III- 1 : La fragilisation du patrimoine naturel à travers la dégradation des ressources

Suite à une surexploitation des ressources naturelles du delta du Saloum, surtout par le canal de la « pêche, voire l’usage des ressources halieutiques en général » (L’Hoir Véronique, 2000)236, provoquant ainsi un déséquilibre entre l’homme et la nature locale, un véritable cercle vicieux entre patrimoine environnemental fortement dégradé et crise sociale risque d’hypothèquer le développement local durable dans la RBDS.

Précisons notamment que pour des raisons alimentaires, monétaires et donc commerciales à satisfaire, les ressources halieutiques sont de plus en plus violemment assaillies par les sociétés humaines modernes au-delà même du Sénégal.

Ainsi, ce phénomène de surexploitation des ressources halieutiques, surtout par la pêche, est d’autant plus inquiétant que la mer constitue de plus en plus une véritable « source d’alimentation et de croissance socio-économique » (NDéye A. Niang, 2009)237 pour une

population davantage grandissante.

Il importe donc de noter qu’en décrivant ici les modifications qui affectent les richesses du patrimoine naturel, nous pourrons comprendre aisément leurs impacts négatifs sur les patrimoines socio-culturels locaux, et inversement, d’où une perturbation totale du paysage culturel du delta du Saloum.

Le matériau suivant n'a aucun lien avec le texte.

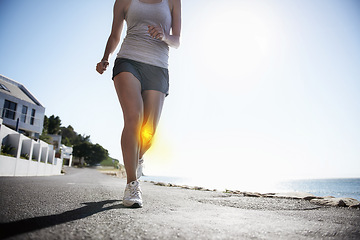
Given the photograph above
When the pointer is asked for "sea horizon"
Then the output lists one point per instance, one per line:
(321, 187)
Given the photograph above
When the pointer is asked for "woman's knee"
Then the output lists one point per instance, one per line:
(133, 120)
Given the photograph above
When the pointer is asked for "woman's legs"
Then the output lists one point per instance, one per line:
(153, 103)
(128, 89)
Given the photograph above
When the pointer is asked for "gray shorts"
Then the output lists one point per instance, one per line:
(150, 77)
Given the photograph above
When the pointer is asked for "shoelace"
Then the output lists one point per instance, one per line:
(134, 192)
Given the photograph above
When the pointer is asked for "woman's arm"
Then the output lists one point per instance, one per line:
(114, 38)
(172, 40)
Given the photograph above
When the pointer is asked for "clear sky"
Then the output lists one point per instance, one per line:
(259, 88)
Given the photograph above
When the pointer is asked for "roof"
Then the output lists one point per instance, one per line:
(17, 90)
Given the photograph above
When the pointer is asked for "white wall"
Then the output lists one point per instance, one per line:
(40, 160)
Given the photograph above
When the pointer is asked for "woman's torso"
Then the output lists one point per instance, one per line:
(138, 45)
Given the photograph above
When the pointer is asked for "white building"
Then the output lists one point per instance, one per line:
(19, 109)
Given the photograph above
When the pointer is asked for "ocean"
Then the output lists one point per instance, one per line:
(337, 187)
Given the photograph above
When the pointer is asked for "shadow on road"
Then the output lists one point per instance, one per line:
(31, 224)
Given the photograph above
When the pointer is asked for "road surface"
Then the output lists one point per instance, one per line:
(86, 204)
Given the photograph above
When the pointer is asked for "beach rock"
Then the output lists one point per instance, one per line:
(336, 202)
(355, 206)
(295, 195)
(161, 184)
(252, 194)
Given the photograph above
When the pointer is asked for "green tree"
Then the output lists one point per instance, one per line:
(72, 138)
(97, 155)
(82, 150)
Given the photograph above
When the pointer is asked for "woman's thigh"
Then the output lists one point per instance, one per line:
(153, 104)
(128, 89)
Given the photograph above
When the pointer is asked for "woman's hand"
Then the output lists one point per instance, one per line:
(156, 32)
(101, 66)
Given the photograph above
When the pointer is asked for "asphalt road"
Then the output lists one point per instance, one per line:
(85, 204)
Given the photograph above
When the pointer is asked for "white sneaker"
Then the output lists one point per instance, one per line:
(139, 169)
(132, 195)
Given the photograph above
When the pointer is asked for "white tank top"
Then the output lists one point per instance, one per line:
(138, 45)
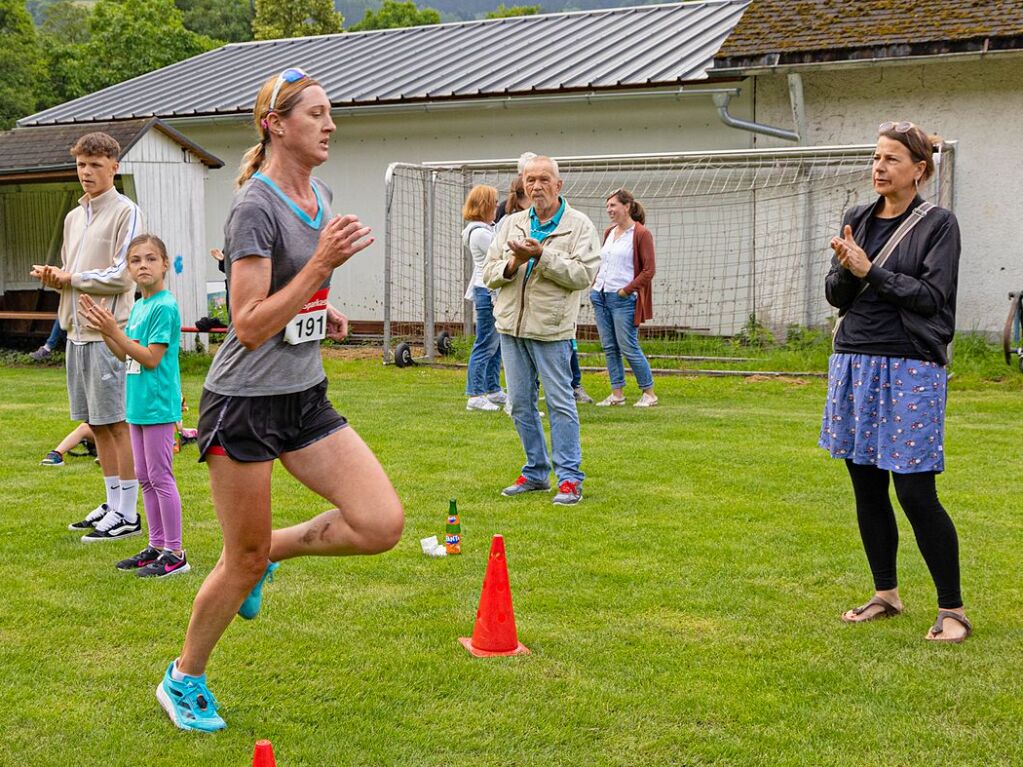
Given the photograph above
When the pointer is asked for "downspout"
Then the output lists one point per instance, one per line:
(721, 102)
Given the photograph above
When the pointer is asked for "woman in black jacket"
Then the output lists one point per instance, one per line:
(885, 411)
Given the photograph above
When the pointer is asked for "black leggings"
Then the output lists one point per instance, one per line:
(933, 528)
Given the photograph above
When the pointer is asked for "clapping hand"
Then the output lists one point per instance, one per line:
(342, 238)
(850, 255)
(50, 276)
(524, 250)
(97, 316)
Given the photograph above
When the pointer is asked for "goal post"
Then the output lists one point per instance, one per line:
(741, 236)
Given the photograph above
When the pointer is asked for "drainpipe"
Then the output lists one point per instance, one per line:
(721, 102)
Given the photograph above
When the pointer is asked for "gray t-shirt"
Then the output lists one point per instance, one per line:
(265, 223)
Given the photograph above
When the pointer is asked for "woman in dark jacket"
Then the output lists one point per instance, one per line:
(885, 413)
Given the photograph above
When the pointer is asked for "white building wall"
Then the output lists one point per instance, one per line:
(170, 184)
(364, 146)
(977, 102)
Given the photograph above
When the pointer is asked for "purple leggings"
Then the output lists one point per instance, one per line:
(153, 449)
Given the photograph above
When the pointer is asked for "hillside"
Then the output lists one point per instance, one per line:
(456, 10)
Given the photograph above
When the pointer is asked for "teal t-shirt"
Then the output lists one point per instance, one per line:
(154, 396)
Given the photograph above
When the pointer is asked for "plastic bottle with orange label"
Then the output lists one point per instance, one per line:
(452, 535)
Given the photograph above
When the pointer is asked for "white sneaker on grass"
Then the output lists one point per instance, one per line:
(498, 397)
(481, 403)
(90, 519)
(114, 527)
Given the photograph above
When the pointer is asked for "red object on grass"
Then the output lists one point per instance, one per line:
(263, 755)
(494, 632)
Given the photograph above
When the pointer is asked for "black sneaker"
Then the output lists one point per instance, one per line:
(91, 519)
(167, 564)
(113, 527)
(143, 557)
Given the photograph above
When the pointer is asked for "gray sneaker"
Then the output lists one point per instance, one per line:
(41, 354)
(569, 493)
(581, 397)
(522, 485)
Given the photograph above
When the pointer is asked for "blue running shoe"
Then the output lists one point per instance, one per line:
(189, 703)
(250, 607)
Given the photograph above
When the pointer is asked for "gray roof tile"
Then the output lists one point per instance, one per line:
(652, 45)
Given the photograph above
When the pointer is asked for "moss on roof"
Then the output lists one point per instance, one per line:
(798, 26)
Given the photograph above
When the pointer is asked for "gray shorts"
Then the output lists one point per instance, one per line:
(95, 384)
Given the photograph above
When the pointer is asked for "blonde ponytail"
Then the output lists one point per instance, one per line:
(252, 161)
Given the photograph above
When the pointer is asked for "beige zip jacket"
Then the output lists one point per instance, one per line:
(94, 252)
(545, 307)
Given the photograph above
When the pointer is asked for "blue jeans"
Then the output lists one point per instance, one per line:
(524, 360)
(620, 337)
(576, 372)
(485, 359)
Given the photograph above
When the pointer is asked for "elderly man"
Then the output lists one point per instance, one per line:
(542, 258)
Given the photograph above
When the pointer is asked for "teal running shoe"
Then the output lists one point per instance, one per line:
(250, 607)
(189, 703)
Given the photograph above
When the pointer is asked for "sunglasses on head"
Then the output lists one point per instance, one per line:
(292, 75)
(903, 127)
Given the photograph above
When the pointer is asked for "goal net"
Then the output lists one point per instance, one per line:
(741, 237)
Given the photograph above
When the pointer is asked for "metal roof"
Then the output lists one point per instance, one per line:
(608, 49)
(784, 32)
(46, 148)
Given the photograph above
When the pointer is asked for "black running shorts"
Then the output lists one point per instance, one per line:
(260, 429)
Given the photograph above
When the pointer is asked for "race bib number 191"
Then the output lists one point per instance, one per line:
(310, 322)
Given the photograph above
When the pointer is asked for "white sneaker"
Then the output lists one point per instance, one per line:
(481, 403)
(646, 400)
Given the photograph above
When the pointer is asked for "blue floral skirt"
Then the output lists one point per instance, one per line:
(887, 412)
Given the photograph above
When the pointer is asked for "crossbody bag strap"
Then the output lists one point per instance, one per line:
(897, 236)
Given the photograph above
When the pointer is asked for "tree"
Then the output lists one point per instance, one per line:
(128, 38)
(502, 11)
(62, 34)
(230, 20)
(393, 14)
(65, 21)
(20, 62)
(281, 18)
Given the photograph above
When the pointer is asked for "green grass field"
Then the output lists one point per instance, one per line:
(686, 613)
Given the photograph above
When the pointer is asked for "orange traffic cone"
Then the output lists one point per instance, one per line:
(263, 756)
(494, 632)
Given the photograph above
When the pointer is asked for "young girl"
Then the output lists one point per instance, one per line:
(148, 347)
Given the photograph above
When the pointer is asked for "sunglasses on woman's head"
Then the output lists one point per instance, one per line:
(903, 127)
(292, 75)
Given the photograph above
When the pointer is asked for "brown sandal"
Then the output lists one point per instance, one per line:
(935, 633)
(887, 611)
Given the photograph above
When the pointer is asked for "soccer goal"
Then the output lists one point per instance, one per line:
(741, 236)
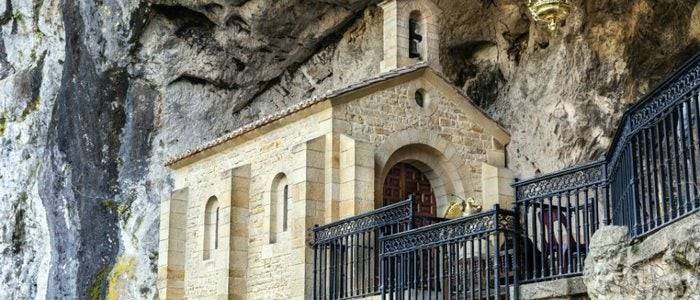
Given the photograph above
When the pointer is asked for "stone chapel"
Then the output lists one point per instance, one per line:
(236, 223)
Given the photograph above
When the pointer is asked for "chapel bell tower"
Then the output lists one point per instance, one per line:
(410, 34)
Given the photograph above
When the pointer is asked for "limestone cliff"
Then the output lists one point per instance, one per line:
(665, 265)
(94, 95)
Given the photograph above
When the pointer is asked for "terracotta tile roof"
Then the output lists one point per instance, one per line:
(295, 108)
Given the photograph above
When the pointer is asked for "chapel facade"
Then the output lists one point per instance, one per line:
(236, 225)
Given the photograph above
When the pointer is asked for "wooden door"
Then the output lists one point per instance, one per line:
(404, 179)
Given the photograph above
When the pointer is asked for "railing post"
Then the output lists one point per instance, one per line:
(516, 251)
(411, 212)
(497, 254)
(316, 262)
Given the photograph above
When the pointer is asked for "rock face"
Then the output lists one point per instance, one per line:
(666, 265)
(94, 95)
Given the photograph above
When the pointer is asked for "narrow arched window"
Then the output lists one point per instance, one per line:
(285, 211)
(211, 227)
(280, 205)
(415, 35)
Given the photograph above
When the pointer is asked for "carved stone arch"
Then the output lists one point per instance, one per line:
(429, 153)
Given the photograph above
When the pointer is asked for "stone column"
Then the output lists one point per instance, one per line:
(236, 231)
(356, 177)
(308, 180)
(171, 258)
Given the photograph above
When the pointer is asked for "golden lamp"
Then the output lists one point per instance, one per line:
(549, 12)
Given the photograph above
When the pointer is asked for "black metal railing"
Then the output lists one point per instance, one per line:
(559, 213)
(647, 180)
(653, 163)
(346, 252)
(467, 258)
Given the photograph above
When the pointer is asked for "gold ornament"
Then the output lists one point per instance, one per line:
(550, 12)
(455, 210)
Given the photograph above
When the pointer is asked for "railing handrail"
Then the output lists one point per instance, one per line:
(488, 225)
(362, 215)
(623, 123)
(571, 169)
(648, 98)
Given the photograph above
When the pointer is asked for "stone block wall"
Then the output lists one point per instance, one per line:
(333, 156)
(445, 134)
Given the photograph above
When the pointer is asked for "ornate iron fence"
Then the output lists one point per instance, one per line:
(647, 180)
(653, 163)
(466, 258)
(559, 213)
(346, 252)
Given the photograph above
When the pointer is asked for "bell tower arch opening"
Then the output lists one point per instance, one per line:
(410, 34)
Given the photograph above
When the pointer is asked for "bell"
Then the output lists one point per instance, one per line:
(550, 12)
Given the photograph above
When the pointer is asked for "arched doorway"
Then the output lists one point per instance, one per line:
(402, 180)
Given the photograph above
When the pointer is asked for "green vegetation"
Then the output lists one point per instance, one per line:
(124, 267)
(18, 16)
(123, 210)
(96, 286)
(3, 124)
(31, 107)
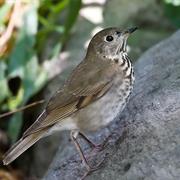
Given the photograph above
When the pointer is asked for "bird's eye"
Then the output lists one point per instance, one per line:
(109, 38)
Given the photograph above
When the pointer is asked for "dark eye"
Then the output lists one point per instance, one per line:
(109, 38)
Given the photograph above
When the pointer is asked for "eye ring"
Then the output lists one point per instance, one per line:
(109, 38)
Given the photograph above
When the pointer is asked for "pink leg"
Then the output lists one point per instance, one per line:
(83, 158)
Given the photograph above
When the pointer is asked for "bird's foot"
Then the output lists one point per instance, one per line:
(91, 169)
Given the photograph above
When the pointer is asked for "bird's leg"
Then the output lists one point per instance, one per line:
(96, 147)
(89, 168)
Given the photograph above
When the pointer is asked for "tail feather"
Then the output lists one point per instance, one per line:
(22, 145)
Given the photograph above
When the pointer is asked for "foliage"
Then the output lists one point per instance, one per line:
(172, 11)
(20, 54)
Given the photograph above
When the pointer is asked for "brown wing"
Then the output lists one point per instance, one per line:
(76, 94)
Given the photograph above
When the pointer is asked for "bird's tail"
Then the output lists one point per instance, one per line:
(22, 145)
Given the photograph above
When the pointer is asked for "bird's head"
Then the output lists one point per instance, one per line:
(110, 42)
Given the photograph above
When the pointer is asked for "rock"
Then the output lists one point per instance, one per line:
(144, 141)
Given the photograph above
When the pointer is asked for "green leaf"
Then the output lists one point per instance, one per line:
(172, 11)
(23, 63)
(73, 11)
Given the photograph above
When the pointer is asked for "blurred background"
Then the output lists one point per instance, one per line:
(41, 41)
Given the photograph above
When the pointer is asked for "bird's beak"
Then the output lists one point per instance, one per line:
(129, 31)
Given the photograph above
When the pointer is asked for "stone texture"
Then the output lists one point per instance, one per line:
(120, 13)
(144, 141)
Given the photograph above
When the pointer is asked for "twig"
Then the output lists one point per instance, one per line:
(22, 108)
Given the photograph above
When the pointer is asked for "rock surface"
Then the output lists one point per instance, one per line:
(144, 141)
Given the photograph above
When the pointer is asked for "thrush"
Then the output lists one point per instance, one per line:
(94, 94)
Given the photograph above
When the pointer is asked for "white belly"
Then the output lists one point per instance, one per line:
(104, 110)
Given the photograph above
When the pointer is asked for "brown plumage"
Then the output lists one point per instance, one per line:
(92, 91)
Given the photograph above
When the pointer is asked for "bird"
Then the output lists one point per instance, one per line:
(96, 91)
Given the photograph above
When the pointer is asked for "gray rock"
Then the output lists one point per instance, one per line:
(144, 141)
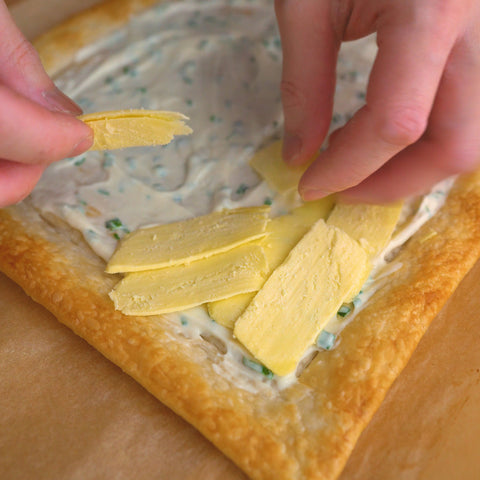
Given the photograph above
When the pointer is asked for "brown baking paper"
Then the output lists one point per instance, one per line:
(68, 413)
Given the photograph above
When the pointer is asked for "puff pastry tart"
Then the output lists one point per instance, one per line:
(275, 413)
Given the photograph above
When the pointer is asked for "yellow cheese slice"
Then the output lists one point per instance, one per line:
(134, 128)
(180, 287)
(189, 240)
(269, 164)
(371, 225)
(326, 267)
(283, 233)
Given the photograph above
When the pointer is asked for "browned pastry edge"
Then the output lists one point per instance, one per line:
(305, 431)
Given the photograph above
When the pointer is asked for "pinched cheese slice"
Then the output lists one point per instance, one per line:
(324, 269)
(283, 233)
(134, 128)
(172, 289)
(269, 164)
(371, 225)
(189, 240)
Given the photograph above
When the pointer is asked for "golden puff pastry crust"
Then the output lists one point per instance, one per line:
(305, 431)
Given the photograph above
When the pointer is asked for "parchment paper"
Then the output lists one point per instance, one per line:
(68, 413)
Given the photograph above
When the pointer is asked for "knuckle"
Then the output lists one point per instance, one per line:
(292, 96)
(403, 126)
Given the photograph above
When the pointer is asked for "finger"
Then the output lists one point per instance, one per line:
(308, 79)
(451, 144)
(17, 181)
(32, 134)
(22, 70)
(397, 109)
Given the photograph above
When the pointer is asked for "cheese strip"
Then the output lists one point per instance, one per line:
(283, 233)
(371, 225)
(180, 287)
(286, 316)
(269, 164)
(134, 128)
(189, 240)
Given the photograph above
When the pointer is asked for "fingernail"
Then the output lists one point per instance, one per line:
(309, 194)
(58, 102)
(82, 146)
(292, 147)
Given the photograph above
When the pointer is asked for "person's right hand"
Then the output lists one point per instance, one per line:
(37, 121)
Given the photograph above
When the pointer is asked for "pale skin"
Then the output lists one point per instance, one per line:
(420, 124)
(37, 121)
(421, 121)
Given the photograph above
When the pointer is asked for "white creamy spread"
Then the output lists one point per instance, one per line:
(218, 62)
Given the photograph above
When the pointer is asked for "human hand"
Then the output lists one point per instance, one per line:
(421, 120)
(37, 121)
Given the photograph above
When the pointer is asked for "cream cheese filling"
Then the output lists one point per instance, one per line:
(218, 62)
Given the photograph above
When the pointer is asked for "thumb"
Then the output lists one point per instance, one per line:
(21, 69)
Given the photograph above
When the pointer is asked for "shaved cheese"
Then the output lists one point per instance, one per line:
(133, 128)
(189, 240)
(180, 287)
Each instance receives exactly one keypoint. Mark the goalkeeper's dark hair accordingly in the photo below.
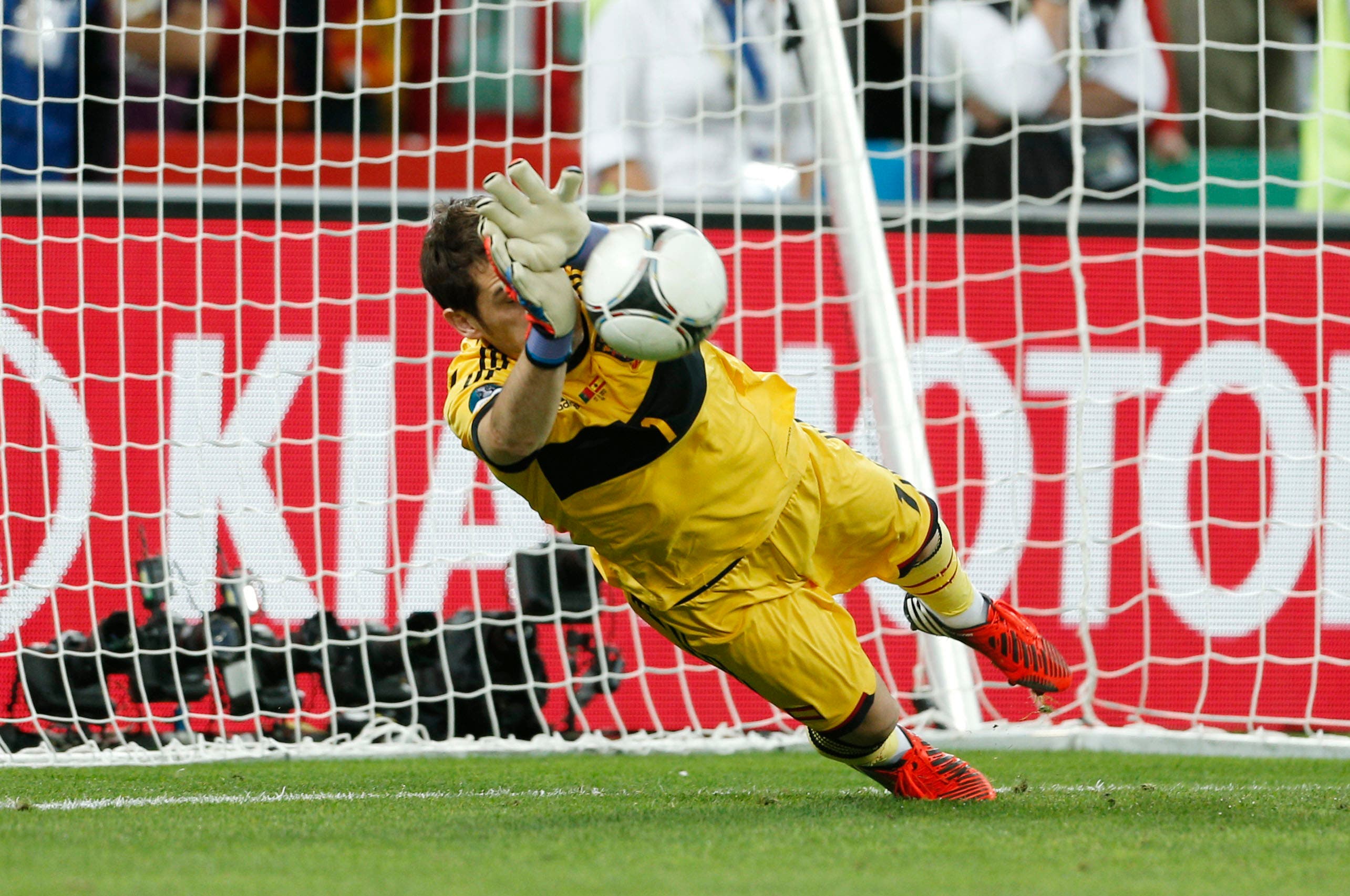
(451, 250)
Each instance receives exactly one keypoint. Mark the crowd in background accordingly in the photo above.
(709, 98)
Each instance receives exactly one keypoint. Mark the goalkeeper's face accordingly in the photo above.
(500, 320)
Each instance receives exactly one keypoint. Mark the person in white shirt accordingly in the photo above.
(1004, 72)
(697, 99)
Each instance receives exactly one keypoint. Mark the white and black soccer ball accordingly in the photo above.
(655, 288)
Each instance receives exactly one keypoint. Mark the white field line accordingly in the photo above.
(497, 793)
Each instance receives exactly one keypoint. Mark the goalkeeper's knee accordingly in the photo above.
(936, 575)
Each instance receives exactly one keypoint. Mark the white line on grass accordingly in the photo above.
(352, 797)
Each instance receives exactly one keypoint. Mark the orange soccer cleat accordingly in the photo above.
(928, 774)
(1009, 640)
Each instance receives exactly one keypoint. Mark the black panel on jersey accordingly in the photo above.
(600, 454)
(478, 446)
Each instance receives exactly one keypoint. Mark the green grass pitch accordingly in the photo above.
(750, 824)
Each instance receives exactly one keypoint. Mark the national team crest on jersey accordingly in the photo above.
(593, 389)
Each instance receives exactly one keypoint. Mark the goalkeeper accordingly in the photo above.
(727, 523)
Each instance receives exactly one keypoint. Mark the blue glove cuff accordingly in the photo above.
(593, 239)
(547, 351)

236 « La pêche : Dans les estuaires et les eaux continentales, cette activité est exclusivement artisanale. Les quantités

pêchées, de loin inférieures à celles de la pêche maritime, représentant néanmoins une ressource importante pour les populations locales. Cependant, le déficit hydrique (pluviométrique) actuel est responsable d’une forte réduction de la production. Dans le Sine Saloum, les ressources halieutiques ne sont pas parfaitement connues, mais Diop (1993) estime la production annuelle entre 6000 et 8000 tonnes. L’économie régionale (Fatick) est caractérisée surtout par des activités liées aux ressources naturelles des zones humides. La pêche constitue l’une des principales sources de revenus et apporte l’essentiel des protéines animales consommées dans la zone » explique L’Hoir Véronique, 2000. Etude de la filière des perches de palétuviers dans le delta du Saloum, Sénégal. CFB, Université de Gembloux en Belgique (FUSAG, dir. W. Delwingt), pp.47-48

237 NDéye A. Niang, 2009. Dynamique socio-environnementale et développement local des régions côtières du

Sénégal : l’exemple de la pêche artisanale. Thése de doctorat de Géographie, Université de Rouen (Laboratoire LEDRA), sous la direction de Michel Lesourd, MAB UNESCO, p.14 « Les activités de pêche et d’aquaculture font vivre plus de 38 millions de personnes dans le monde, soit 200 millions de personnes qui dépendent de ces activités en tenant compte des emplois induits (WWF, 2007). La consommation humaine représente 76% des captures mondiales (WWF France, 2007) ».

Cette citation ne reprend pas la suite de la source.